The Navajo people have the right to vote in the primary election
Navajo Nation - Office of the President and Vice President
Citing the need to protect the Navajo people’s right to vote and to choose their leaders, Navajo Nation President Jonathan Nez and Vice President Myron Lizer vetoed Resolution CJN-49-20 on July 3, a resolution that was approved by the 24 Navajo Nation Council to cancel the Navajo Nation’s 2020 chapter primary election due to concerns over the COVID-19 pandemic. The Council is scheduled to consider Legislation No. 0152-20, overriding the veto of Resolution CJN-49-20 during this week’s Summer Council Session.
“We appreciate the concerns brought forth, but we must also remember that the Navajo people’s right to vote is an issue that the Navajo Nation has fought long and hard to protect across multiple states and jurisdictions. The power to vote and participate in electing our leaders is the most basic right afforded by our democracy. For the Council to override the veto of Resolution CJN-49-20 would contradict and jeopardize everything that our Navajo people have fought and litigated for over many years. We understand the concerns for the health and well-being of our people and we commend the Council for their good intent, but this presents an opportunity to challenge the Navajo Election Administration, to step up and develop accommodations and safeguards to allow our people to vote during the primary election in August.
He added, “We cannot simply cancel the election without putting forth a concerted effort to consider alternatives such as drive-thru voting or other options that include social distancing, mask requirements, and other precautionary measures. If the states and counties can hold their primary elections with safeguards in place, then the Navajo Nation should be able to do it also.”
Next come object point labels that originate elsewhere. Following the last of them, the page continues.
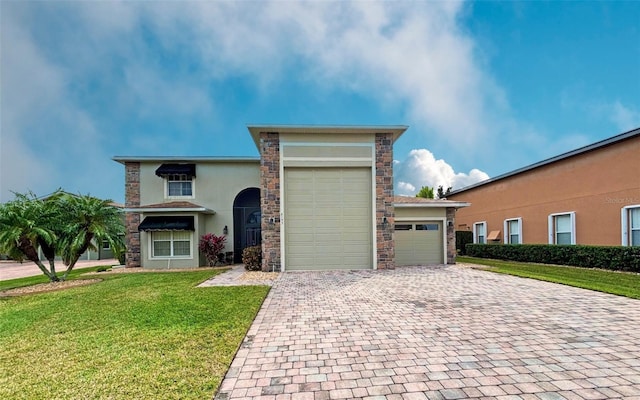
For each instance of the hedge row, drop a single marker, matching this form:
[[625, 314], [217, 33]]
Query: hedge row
[[618, 258]]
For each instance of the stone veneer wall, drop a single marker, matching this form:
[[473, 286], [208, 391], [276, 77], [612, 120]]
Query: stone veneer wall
[[132, 219], [384, 200], [270, 200], [451, 235]]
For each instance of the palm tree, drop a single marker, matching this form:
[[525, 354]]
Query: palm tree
[[89, 220], [26, 224]]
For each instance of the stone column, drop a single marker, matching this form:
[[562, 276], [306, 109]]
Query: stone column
[[451, 235], [270, 200], [384, 200], [132, 219]]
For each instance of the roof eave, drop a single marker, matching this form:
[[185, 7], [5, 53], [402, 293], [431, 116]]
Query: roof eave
[[448, 204], [202, 210], [229, 159], [255, 130]]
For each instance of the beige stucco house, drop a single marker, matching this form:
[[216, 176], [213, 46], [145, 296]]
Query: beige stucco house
[[318, 197]]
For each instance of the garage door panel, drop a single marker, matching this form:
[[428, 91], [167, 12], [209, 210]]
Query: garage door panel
[[329, 227], [419, 247]]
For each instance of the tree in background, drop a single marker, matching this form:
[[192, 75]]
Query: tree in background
[[211, 246], [62, 225], [26, 224], [442, 194], [425, 192], [89, 221]]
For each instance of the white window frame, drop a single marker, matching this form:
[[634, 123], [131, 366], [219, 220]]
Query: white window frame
[[171, 247], [507, 232], [552, 226], [475, 235], [625, 223], [169, 178]]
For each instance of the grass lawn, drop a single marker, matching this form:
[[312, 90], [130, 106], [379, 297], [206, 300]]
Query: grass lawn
[[33, 280], [131, 336], [620, 283]]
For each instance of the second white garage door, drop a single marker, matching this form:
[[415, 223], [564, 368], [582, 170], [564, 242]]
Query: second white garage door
[[327, 218], [418, 243]]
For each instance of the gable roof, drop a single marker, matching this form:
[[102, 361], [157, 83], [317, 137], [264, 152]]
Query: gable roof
[[585, 149]]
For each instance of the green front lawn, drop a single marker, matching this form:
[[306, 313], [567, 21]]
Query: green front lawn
[[131, 336], [620, 283]]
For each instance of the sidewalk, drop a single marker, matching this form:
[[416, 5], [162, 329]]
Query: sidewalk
[[11, 269]]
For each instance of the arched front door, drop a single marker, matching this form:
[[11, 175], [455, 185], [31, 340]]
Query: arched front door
[[246, 221]]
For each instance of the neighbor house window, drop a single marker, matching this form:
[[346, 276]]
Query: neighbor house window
[[179, 185], [171, 244], [513, 231], [480, 232], [631, 225], [562, 228]]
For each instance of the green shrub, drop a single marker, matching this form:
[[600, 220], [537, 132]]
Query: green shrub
[[617, 258], [462, 239], [252, 258]]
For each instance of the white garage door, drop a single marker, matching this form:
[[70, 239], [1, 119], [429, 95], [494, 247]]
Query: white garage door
[[418, 243], [327, 218]]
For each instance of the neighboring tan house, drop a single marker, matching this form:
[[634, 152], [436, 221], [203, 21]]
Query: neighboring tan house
[[588, 196], [318, 197]]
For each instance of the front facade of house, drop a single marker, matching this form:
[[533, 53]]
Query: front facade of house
[[318, 198], [588, 196]]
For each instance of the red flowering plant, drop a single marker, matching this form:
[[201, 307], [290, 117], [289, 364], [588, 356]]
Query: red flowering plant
[[211, 246]]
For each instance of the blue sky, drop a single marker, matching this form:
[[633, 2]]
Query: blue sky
[[485, 87]]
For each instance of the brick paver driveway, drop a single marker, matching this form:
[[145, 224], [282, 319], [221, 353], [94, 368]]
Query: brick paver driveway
[[437, 333]]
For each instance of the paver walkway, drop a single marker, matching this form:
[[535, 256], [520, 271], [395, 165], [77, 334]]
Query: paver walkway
[[445, 332]]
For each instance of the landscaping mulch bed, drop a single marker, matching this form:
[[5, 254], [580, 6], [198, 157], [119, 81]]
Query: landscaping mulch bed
[[48, 287], [259, 276]]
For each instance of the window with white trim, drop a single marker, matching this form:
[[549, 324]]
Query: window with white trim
[[513, 231], [562, 228], [168, 244], [631, 225], [179, 185], [480, 232]]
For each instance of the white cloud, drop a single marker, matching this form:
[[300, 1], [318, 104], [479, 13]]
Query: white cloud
[[421, 168], [63, 86]]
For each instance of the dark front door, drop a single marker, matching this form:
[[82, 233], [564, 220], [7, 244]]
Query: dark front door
[[246, 221]]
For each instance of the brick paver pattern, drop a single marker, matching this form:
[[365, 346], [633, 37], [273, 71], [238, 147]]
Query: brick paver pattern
[[445, 332]]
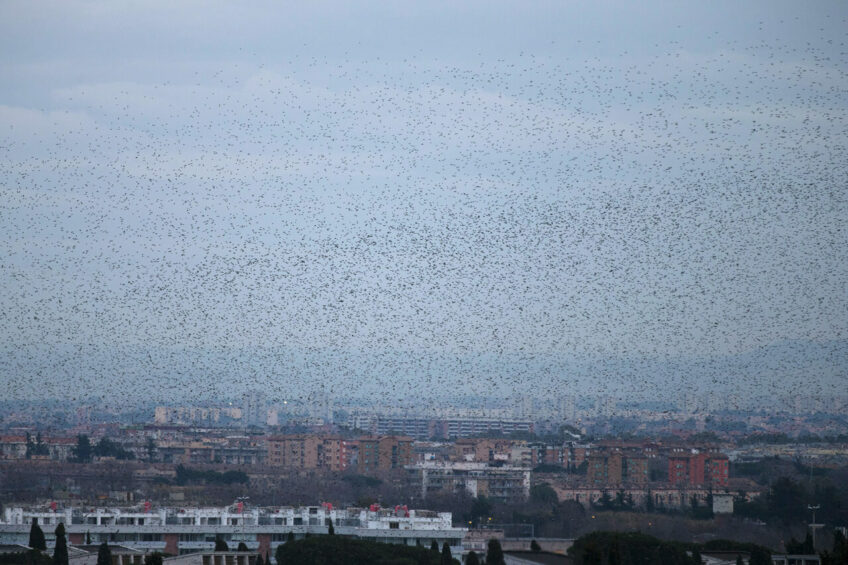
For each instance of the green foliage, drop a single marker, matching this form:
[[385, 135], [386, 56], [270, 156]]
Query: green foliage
[[338, 550], [82, 451], [447, 558], [60, 552], [616, 548], [186, 475], [36, 536], [534, 546], [104, 554], [494, 553]]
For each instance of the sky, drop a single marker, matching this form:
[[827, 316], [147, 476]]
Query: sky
[[422, 199]]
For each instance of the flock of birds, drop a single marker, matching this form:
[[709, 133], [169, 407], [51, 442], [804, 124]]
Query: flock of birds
[[415, 229]]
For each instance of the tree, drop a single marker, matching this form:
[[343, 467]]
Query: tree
[[104, 554], [278, 555], [60, 552], [447, 558], [151, 449], [534, 546], [696, 556], [36, 536], [82, 451], [494, 553]]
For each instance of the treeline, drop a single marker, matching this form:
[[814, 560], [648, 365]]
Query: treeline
[[787, 500], [337, 550], [635, 548], [186, 475]]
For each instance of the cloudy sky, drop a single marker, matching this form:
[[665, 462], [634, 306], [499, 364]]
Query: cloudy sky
[[418, 195]]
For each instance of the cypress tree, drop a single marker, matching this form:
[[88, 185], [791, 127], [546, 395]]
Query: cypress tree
[[494, 553], [60, 552], [104, 554], [36, 536], [447, 558]]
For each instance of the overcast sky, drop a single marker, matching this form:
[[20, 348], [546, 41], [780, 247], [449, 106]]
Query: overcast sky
[[419, 183]]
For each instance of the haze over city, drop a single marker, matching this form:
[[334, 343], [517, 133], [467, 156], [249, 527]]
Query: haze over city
[[422, 200]]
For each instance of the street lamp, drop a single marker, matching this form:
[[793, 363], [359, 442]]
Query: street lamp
[[813, 525], [242, 500]]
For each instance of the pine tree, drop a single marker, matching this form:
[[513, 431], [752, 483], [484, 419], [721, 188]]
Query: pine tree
[[60, 552], [696, 556], [36, 536], [494, 553], [447, 558], [104, 554]]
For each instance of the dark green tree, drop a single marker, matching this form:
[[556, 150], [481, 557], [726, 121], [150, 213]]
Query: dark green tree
[[760, 556], [447, 558], [278, 555], [104, 554], [36, 536], [494, 553], [151, 449], [696, 556], [82, 451], [534, 546], [60, 552]]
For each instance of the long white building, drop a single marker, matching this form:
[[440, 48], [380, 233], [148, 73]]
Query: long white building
[[186, 530]]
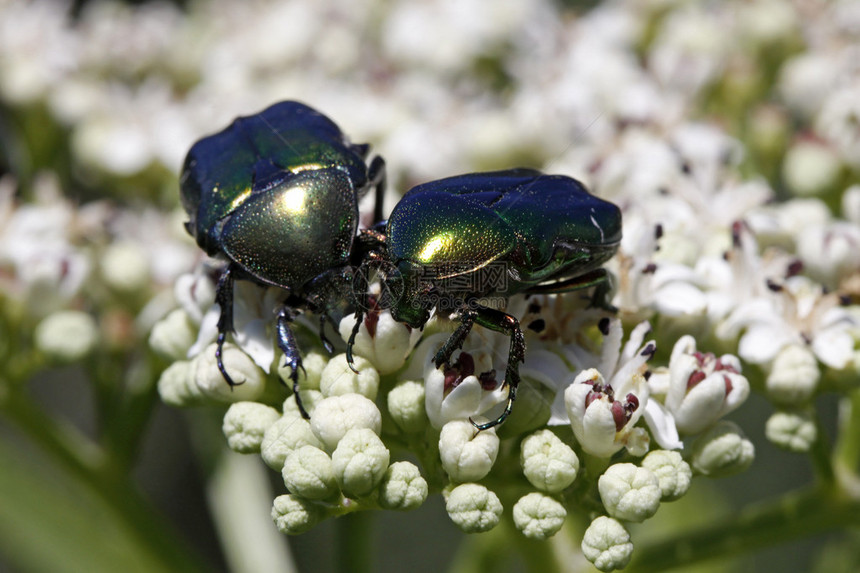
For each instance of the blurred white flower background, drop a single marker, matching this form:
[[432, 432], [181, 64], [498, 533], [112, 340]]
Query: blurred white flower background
[[727, 382]]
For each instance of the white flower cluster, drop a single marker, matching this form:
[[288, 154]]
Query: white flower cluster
[[741, 235]]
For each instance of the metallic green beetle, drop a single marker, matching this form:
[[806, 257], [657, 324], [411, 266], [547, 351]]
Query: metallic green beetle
[[451, 242], [276, 195]]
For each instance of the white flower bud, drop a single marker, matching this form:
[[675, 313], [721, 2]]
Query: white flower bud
[[338, 378], [335, 416], [810, 168], [176, 387], [406, 406], [389, 345], [210, 382], [793, 376], [673, 473], [309, 472], [548, 463], [466, 453], [722, 451], [360, 461], [173, 335], [310, 399], [538, 515], [245, 423], [125, 267], [293, 515], [473, 508], [402, 487], [607, 544], [795, 431], [67, 335], [290, 432], [310, 373], [629, 492]]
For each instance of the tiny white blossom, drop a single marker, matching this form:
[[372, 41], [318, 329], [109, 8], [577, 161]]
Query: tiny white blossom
[[630, 493], [793, 430], [359, 461], [473, 508], [458, 392], [402, 487], [67, 335], [125, 267], [175, 387], [173, 335], [467, 454], [548, 463], [293, 515], [538, 516], [722, 451], [382, 340], [309, 473], [287, 434], [607, 544], [699, 388], [673, 473], [245, 423], [603, 413], [793, 375], [338, 378], [249, 381], [333, 417], [406, 406]]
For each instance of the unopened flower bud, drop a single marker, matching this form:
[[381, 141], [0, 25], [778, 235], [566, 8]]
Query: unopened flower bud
[[793, 375], [406, 406], [793, 430], [309, 472], [173, 335], [289, 432], [175, 386], [310, 399], [548, 463], [722, 451], [467, 454], [673, 473], [538, 515], [310, 373], [360, 461], [402, 487], [629, 492], [335, 416], [338, 378], [293, 515], [810, 168], [125, 267], [473, 508], [248, 378], [245, 423], [607, 544], [67, 335]]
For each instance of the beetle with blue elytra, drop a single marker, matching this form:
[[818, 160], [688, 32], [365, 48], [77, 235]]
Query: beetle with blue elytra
[[276, 195], [547, 233]]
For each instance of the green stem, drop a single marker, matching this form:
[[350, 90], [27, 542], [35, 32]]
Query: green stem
[[84, 460], [354, 542], [797, 514]]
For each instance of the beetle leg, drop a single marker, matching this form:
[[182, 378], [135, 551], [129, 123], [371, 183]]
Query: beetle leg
[[292, 358], [376, 174], [455, 341], [224, 299], [326, 342]]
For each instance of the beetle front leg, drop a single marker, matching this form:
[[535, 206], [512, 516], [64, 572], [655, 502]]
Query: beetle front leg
[[376, 174], [224, 299], [292, 358]]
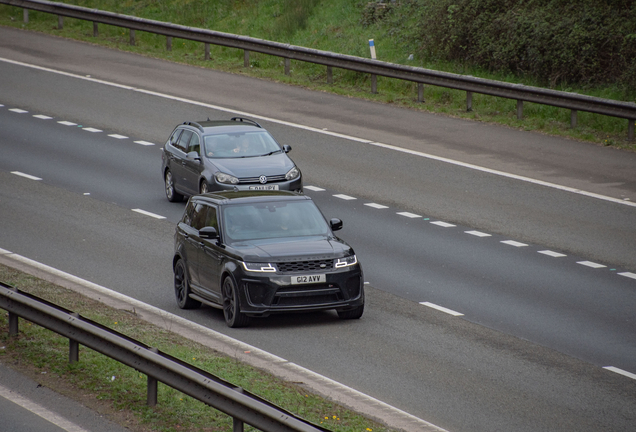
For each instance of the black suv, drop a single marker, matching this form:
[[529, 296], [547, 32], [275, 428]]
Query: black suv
[[224, 155], [257, 253]]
Several members of the 24 Navajo Nation Council expressed legitimate concerns and their support of the Navajo peoples’ right to vote during a recent Naabik'íyáti' Committee. There is also a strong possibility of the Navajo Nation facing lawsuits if the Council proceeds with canceling the primary election. In the veto message to the Council, President Nez and Vice President Lizer also stated that the Navajo Nation has made accommodations to have its elections coincide with state elections to have the Navajo People participate in all elections.
“This is one of those years it is important to get out the vote. Our Navajo People have influence on state elections and the national election, but we will lose that influence with the cancellation of our primary election this year. The rational for cancelling the Navajo primary this year will have repercussions not only for Chapter elections, but the state and national elections as well. The Navajo Nation has fought for decades to secure certain rights for our people and the right to vote is a fight we continue to this day,” stated Vice President Lizer.
“We owe much to our parents and grandparents who lead that fight for our rights, so we have an obligation as Navajo leaders to protect those rights for future generations. We are in a difficult time now where we need to be seriously concerned for our people’s health, safety, and welfare, but we must balance that concern without giving up our hard-earned right to vote. There are still many options available to the Navajo Election Administration for the primary election,” added President Nez.
The Nez-Lizer Administration strongly encourages the 24 Navajo Nation Council to vote “no” for Legislation No. 0152-20. The Nez-Lizer Administration encourages the Navajo people to e-mail the members of the 24 Navajo Nation Council at 24thNNC@navajo-nsn.gov and respectfully request them to protect the Navajo people’s right to vote by voting “no” for Legislation No. 0152-20.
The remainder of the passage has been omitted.